What overall ethic should we adopt in our quest for global sustainability?

The answer depends, of course, on our most deeply held beliefs and values. Jeremy Bentham’s “the greatest good for the greatest number” has been touted by some as the most acceptable overall ethical principle. But this dictum contains one too many “greatests.”

We could accommodate a greater number of people by lowering per capita product, or provide a greater per capita product by lowering the number of people. It would seem that we have no choice but to change one of the “greatests” to “sufficient.”

Unless one takes the view that it is ethical to use resources for luxuries in the present, thereby depriving future generations of a decent existence, we must opt for sufficient per capita product for the greatest number over time. Only if we eventually manage to achieve this can we claim to have kept “the covenant of solidarity with future generations.”
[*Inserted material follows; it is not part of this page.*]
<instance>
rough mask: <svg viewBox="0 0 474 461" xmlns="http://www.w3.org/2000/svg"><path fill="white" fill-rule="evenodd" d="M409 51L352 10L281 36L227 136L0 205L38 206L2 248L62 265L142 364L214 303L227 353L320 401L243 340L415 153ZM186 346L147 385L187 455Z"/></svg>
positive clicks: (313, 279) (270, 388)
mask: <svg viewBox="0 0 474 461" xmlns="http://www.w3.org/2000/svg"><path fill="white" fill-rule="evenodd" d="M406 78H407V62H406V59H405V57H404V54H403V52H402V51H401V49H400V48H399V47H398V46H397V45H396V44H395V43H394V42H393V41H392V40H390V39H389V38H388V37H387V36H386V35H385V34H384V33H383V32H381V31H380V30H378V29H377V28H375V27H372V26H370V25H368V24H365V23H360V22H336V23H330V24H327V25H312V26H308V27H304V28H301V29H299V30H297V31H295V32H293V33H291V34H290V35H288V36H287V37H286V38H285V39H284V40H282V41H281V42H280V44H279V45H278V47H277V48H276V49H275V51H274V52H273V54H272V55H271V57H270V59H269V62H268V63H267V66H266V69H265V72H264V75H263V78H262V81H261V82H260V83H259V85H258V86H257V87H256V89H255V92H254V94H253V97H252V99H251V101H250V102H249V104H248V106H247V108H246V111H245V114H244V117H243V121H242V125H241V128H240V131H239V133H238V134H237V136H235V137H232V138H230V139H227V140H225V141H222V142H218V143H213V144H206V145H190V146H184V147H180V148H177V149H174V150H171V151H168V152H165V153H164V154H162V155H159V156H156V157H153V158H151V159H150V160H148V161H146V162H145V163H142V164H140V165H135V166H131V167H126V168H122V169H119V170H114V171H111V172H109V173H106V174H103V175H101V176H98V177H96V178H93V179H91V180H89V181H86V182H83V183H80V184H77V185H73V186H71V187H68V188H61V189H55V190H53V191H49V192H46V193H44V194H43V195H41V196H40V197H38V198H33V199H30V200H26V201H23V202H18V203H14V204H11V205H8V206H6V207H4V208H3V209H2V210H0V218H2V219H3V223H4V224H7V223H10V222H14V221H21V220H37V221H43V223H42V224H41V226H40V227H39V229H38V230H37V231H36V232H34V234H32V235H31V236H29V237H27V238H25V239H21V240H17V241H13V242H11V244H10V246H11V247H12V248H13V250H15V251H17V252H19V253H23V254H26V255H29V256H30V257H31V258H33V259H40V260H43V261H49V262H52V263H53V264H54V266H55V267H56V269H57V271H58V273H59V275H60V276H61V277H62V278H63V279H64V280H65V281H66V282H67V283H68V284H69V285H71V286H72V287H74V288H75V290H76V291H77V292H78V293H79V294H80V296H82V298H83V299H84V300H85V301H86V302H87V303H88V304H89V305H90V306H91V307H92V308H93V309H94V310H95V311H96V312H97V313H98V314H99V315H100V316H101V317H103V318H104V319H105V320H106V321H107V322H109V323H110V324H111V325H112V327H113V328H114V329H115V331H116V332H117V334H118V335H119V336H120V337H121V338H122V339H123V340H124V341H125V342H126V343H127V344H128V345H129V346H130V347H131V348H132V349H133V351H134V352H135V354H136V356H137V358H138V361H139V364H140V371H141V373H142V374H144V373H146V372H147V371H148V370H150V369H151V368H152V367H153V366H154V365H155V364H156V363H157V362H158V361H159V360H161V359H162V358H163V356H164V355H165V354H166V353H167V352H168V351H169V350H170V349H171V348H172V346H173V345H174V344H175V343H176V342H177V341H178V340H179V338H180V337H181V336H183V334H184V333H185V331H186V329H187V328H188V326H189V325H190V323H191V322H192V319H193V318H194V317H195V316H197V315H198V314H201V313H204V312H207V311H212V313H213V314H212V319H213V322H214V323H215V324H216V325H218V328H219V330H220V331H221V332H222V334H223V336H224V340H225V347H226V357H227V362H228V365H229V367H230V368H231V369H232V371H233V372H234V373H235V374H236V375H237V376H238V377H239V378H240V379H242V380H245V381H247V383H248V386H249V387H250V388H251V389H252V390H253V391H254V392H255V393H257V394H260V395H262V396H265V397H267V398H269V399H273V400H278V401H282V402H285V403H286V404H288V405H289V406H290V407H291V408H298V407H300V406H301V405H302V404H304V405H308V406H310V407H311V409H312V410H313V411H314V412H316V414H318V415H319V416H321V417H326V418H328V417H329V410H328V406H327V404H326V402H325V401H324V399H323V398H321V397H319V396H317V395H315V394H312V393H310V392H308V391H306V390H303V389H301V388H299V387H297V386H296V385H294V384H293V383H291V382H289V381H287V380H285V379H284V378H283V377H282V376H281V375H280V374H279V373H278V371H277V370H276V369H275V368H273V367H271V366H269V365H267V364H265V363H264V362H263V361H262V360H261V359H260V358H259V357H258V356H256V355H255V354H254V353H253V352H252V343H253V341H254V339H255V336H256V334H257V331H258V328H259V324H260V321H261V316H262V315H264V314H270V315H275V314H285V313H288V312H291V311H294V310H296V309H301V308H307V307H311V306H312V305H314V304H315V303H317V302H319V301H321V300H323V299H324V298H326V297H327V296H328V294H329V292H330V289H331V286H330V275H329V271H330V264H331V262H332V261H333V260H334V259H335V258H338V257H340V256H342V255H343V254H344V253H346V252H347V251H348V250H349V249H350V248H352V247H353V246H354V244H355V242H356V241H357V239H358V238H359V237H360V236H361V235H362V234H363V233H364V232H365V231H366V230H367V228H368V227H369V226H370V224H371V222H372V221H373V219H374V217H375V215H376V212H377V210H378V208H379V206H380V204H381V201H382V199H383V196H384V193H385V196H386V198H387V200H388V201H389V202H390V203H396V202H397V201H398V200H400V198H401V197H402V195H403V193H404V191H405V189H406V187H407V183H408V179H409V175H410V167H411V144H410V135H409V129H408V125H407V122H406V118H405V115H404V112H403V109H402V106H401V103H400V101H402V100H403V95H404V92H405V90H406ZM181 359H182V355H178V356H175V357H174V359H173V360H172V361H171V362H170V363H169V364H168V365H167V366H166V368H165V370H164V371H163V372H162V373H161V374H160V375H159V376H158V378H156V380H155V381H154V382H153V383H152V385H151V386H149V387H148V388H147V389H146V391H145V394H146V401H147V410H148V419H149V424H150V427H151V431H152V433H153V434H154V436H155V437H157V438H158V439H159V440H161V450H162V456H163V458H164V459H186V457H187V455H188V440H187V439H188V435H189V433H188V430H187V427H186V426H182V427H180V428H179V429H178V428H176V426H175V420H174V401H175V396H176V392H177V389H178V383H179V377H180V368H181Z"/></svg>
Most people, myself included, do not want to hear that their behavior is compromising the future of humanity, and it is not my intention to convey a message of despair. The despairing position is that we are prisoners of economic growth and cannot change. Humanity does, however, have choices, and we can still opt for a just and sustainable future.

The real message is that we Americans, among the most affluent of all peoples in history, must change our ways--and time is of the essence. A return to pre-industrial conditions is, of course, neither possible nor desirable. What is needed is to begin “the transition to a transition.”